DUBLIN, Ireland - Tommy Thompson, the U.S. secretary of Health and Human Services, is the latest confirmed speaker to be added to the lineup for next week's inaugural BioIreland conference.

Thompson is heading a business mission that will investigate ways of fostering biotechnology cooperation between Ireland and the U.S. His visit follows on from contacts made at the U.S.-Ireland business summit in Washington in September.

Also on the roster for the Dublin meeting are Biotechnology Industry Organization President CEO Carl Feldbaum; EuropaBio Secretary General Hugo Schepens; Nobel laureate Hartmut Michel of the Max Planck Institute in Frankfurt, Germany; and Donal Geaney, former chairman and CEO of Dublin-based Elan Corp. plc.

The meeting marks a coming of age of sorts for the Irish BioIndustry Association (IBIA), the representative body for Ireland's fledgling biotechnology industry, which was formed five years ago. Much of its activity has been internally focused during that time.

Getting biotechnology onto the Irish government agenda has been one of its main priorities. "When we formed the association in Ireland, there was no particular government commitment to biotechnology at all," said IBIA director Matt Moran.

Since then, the government has designated biotechnology, along with information technology, as a priority area for research.
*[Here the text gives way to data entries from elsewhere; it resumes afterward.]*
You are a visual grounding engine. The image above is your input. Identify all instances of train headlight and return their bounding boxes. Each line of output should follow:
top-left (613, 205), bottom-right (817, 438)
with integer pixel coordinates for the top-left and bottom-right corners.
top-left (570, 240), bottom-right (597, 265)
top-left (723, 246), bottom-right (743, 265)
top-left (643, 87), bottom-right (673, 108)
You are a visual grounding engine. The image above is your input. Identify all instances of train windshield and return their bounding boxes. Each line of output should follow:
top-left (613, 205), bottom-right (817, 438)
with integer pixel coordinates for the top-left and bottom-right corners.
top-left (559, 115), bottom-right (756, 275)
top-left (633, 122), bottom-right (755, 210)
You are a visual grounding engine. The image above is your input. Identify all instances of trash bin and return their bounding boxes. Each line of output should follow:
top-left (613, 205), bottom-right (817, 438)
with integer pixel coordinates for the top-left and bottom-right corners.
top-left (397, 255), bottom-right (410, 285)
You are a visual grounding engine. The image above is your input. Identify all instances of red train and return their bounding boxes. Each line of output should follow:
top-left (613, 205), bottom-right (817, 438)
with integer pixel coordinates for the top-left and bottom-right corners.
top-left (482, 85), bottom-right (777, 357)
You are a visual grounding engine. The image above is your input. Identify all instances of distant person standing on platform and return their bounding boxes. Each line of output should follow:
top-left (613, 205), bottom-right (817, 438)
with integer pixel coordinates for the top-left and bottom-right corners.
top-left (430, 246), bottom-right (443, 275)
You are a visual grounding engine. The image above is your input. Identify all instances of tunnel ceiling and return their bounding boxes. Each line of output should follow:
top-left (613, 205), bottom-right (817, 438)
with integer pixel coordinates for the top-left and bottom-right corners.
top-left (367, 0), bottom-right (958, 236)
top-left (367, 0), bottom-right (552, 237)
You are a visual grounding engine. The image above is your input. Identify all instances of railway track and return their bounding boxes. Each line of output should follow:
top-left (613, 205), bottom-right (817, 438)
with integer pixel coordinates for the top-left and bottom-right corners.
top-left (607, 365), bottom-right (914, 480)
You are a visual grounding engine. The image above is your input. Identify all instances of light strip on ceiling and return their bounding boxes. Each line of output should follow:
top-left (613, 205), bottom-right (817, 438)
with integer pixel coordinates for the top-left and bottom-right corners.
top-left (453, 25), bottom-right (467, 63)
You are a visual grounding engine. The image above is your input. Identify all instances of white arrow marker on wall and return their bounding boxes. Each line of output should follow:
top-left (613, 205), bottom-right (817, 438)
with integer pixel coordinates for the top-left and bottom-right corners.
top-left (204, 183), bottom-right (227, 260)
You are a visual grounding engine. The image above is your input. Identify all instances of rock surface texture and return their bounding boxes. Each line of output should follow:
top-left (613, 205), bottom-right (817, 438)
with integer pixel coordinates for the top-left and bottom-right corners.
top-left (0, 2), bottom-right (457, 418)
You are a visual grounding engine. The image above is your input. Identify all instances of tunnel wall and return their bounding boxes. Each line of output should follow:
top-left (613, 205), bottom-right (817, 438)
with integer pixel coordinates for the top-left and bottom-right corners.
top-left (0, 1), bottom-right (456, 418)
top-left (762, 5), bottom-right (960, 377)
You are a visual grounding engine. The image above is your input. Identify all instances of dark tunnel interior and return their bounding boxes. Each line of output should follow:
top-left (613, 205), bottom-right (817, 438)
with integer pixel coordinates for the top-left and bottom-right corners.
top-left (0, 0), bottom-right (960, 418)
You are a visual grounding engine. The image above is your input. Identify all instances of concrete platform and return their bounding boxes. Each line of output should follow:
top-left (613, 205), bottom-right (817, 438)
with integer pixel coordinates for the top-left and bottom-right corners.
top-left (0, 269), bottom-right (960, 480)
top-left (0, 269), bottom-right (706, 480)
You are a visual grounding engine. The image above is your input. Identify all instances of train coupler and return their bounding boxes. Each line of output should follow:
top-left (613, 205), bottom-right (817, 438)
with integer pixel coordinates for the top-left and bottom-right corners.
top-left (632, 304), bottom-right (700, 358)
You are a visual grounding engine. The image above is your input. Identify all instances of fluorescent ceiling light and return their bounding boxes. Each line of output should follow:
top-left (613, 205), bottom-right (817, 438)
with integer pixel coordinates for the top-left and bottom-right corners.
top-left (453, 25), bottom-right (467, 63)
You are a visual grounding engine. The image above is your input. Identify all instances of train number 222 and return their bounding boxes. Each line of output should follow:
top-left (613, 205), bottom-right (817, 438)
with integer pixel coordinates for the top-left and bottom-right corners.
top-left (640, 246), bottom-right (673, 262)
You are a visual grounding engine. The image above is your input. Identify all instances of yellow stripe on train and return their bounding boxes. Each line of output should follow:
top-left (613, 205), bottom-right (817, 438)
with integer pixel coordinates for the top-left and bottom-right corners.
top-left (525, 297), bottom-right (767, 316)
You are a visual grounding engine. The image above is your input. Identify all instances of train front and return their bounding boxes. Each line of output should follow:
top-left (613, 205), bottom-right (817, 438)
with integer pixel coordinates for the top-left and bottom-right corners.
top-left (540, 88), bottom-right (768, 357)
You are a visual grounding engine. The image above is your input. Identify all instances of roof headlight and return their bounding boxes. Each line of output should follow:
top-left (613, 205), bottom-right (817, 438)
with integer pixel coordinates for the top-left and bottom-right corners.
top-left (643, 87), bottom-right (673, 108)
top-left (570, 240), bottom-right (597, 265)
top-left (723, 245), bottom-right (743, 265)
It established a new agency, Science Foundation Ireland, which is allocating €710 million over six years to these areas. The Higher Education Authority, which administers the university sector, has also backed life sciences research strongly in its program for research in third-level institutions, which has allocated €605 million in funding since 1999.

Next week's event, Moran said, is "an opportunity to place Ireland firmly in the shop window for biotechnology." The IBIA, which represents the sector in Northern Ireland as well as in the Republic of Ireland, has a dual strategy for developing the sector in Ireland, based around attracting foreign direct investment projects and building an indigenous base of companies.
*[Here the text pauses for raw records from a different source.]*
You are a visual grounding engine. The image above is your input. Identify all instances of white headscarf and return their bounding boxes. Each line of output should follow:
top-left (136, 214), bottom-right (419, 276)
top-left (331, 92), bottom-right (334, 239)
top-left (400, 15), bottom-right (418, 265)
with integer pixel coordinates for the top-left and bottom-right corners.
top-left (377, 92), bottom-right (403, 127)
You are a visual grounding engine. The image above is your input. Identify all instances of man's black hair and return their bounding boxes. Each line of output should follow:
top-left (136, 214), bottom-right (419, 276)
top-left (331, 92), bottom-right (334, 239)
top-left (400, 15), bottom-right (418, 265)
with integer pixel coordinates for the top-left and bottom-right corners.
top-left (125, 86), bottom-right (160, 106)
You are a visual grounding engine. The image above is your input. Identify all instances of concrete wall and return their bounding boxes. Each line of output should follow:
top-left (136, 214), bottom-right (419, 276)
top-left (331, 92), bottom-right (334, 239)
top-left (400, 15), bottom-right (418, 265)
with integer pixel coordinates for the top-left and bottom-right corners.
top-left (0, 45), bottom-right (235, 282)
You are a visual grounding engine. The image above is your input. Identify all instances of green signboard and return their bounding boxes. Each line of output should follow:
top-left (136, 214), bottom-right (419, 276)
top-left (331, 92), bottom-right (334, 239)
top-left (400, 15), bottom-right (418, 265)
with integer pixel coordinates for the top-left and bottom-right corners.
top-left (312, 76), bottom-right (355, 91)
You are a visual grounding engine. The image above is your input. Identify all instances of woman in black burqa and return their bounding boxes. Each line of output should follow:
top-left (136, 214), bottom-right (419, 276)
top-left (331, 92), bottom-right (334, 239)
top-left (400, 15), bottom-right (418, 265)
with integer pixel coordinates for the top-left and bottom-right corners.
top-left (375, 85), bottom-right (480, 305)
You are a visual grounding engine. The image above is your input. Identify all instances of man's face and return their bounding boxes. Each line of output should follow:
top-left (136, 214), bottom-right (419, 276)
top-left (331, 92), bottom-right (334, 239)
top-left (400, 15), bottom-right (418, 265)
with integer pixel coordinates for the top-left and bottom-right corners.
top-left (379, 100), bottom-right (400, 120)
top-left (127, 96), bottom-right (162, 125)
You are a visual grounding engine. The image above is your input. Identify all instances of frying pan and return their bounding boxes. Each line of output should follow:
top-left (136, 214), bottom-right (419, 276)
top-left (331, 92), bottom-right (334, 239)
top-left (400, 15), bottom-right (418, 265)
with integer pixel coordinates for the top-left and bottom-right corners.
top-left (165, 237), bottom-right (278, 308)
So far, Ireland's research base, with some exceptions, has not been highly competitive internationally, and the level of drug discovery and development activity within the country is minimal at present, although it has long been a major manufacturing hub for traditional pharmaceutical manufacturing. Moran said the country is now well positioned to pursue overseas investment based on a "development and manufacturing" model of biopharmaceutical production. Because of the complexity of biopharmaceuticals manufacturing, he said, process development functions will need to be located close to manufacturing facilities.

The project that best fits this profile is a 1.2-million-square-foot facility that Wyeth, of Madison, N.J., is building in the outskirts of Dublin. The plant, which represents an investment of more than US$1 billion, is scheduled to commence production in 2005 of the rheumatoid arthritis blockbuster Enbrel and other products for treatment of pneumonia, hemophilia A and spinal injuries.